Let’s understand this: the developer is asking you, the unfortunate user, to make sure you enter data correctly to match what he needs. Because… it’s so hard for computers to get rid of characters that aren’t numbers? No. Because the developer is too lazy to write the code to get rid of the unwanted characters you may type.
Ever type in a phone number with dashes, only to be dinged with an error popup chastising you to not type the dashes? Ever put spaces in a credit card number only to be similarly admonished? If so, you have been the victim of a lazy developer, one who deserves to have their keyboard seized and their pocket protector revoked. That’s shameful coding, and it should be punished.
In case you were wondering, it is trivially simple to automatically remove non-numeric stuff from numeric fields.

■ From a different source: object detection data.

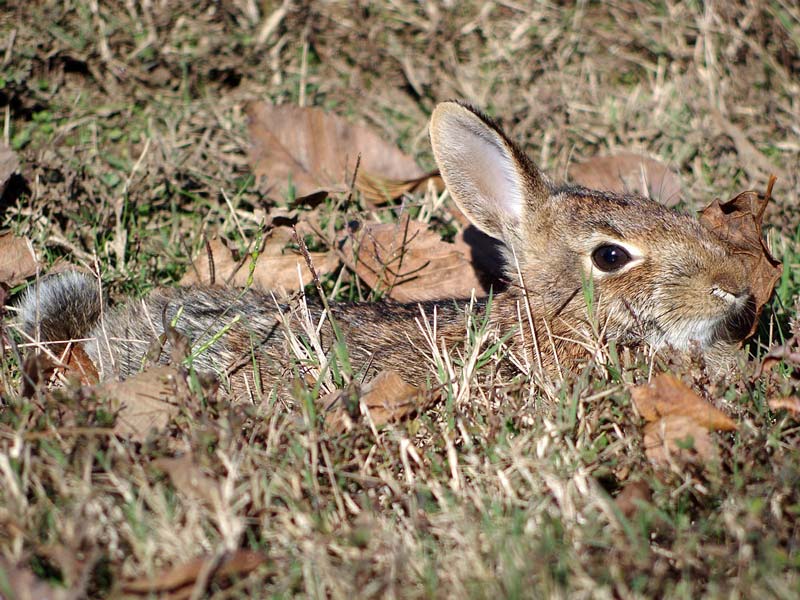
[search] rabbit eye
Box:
[592,244,631,273]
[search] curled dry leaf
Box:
[0,142,19,196]
[700,177,783,337]
[356,170,444,204]
[0,233,38,286]
[631,373,736,465]
[342,215,488,302]
[118,550,269,600]
[247,102,425,204]
[644,415,718,465]
[152,454,220,507]
[569,152,682,207]
[180,236,340,291]
[323,371,425,433]
[98,366,181,442]
[631,373,736,431]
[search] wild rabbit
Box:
[21,102,754,397]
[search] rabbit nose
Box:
[711,285,751,304]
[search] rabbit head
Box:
[430,102,754,350]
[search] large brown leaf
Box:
[342,215,488,302]
[631,373,736,465]
[247,102,427,204]
[569,152,681,207]
[700,177,783,336]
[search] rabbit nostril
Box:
[711,285,738,304]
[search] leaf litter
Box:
[341,214,489,302]
[247,102,434,203]
[631,373,737,465]
[700,176,783,337]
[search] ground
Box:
[0,0,800,598]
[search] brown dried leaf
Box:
[0,142,19,196]
[700,177,783,337]
[115,550,268,600]
[152,454,221,507]
[63,344,100,385]
[356,169,444,204]
[768,396,800,419]
[247,102,422,202]
[323,371,425,433]
[569,152,682,207]
[631,373,736,431]
[644,415,717,465]
[0,233,38,286]
[342,215,488,302]
[98,366,180,442]
[180,236,340,291]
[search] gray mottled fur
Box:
[14,102,755,397]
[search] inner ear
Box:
[430,102,547,241]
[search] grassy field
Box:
[0,0,800,598]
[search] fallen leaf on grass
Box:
[631,373,736,464]
[767,396,800,419]
[569,152,681,207]
[180,239,340,290]
[644,415,717,465]
[114,550,268,600]
[342,215,488,302]
[322,371,425,433]
[356,170,444,204]
[98,367,180,442]
[631,373,736,431]
[247,102,427,201]
[152,454,220,507]
[700,177,783,337]
[0,142,19,196]
[0,233,38,286]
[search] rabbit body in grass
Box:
[21,102,754,396]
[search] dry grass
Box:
[0,0,800,598]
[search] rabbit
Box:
[20,101,755,398]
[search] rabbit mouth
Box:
[716,295,756,342]
[651,296,755,350]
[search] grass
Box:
[0,0,800,598]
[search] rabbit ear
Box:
[430,102,549,241]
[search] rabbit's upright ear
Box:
[430,102,550,242]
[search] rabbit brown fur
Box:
[17,102,754,396]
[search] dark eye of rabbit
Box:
[592,244,631,273]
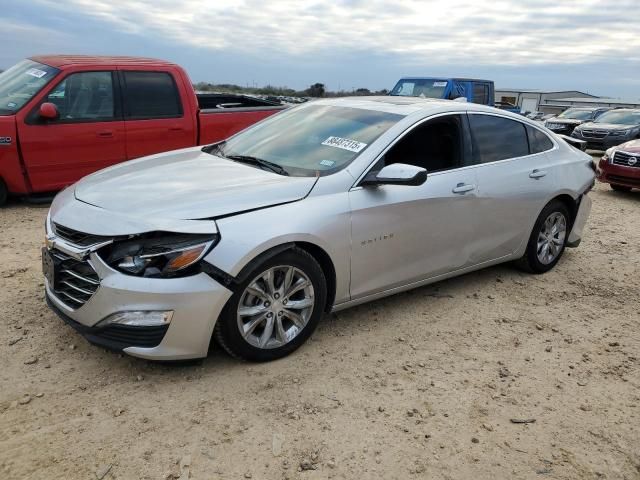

Actually, it’s trivially simple to configure the field to keep you from typing them in the first place. It actually takes a lot more work to check for the errant characters and pop up a window to irritate you that it does to fix the $%&^# field in the first place! Bad developers will spend more time writing bad code that irritates the user than they will writing good code that makes life easier for the user. Go figure.
All software development is about the end user experience. Period. The user experience should be natural, easy, forgiving, and rewarding. It should not be filled with pedantic errors and foolish activities better left to the machine. Developers who develop anything less should be ashamed, and user should complain vociferously when they are forced to use such systems. Stand up and demand better!